Martedì 17 Dicembre 2013

Ardesio, stalking ai vicini

16 mesi a un bergamasco

È stato condannato per stalking a un anno e 4 mesi con pena sospesa, il quarantottenne di Ardesio finito in manette perché molestava col suo comportamento una famiglia di vicini ucraini. L’uomo si trovava in carcere dal 3 ottobre: al termine del processo abbreviato è stato scarcerato dal gup.

La vicenda comincia nell’estate scorsa, quando i disturbi di personalità dell’uomo si erano acuiti ed era stato sottoposto a una terapia farmacologica. Il problema è che l’uomo ci beveva sopra e perdeva così il controllo.

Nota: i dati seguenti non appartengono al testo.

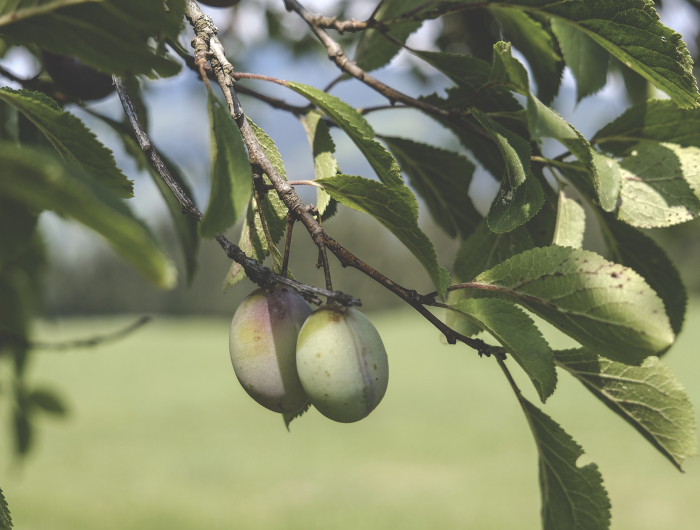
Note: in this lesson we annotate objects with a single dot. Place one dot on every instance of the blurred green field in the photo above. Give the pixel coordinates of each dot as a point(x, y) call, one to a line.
point(161, 436)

Nello stabile di Ardesio la pace condominiale era così svanita. Nel mirino del 48enne erano finiti, in particolare, un ucraino di 37 anni, la moglie di 35 e la figlioletta quattordicenne. Erano stati loro a denunciarlo per minacce, sputi e schiaffi.

Nel capo d’imputazione si legge che l’accusato ha procurato alla famiglia ucraina «un grave stato d’ansia e di paura» e l’ha costretta ad «alterare le proprie condizioni di vita. È stato condannato a 16 mesi.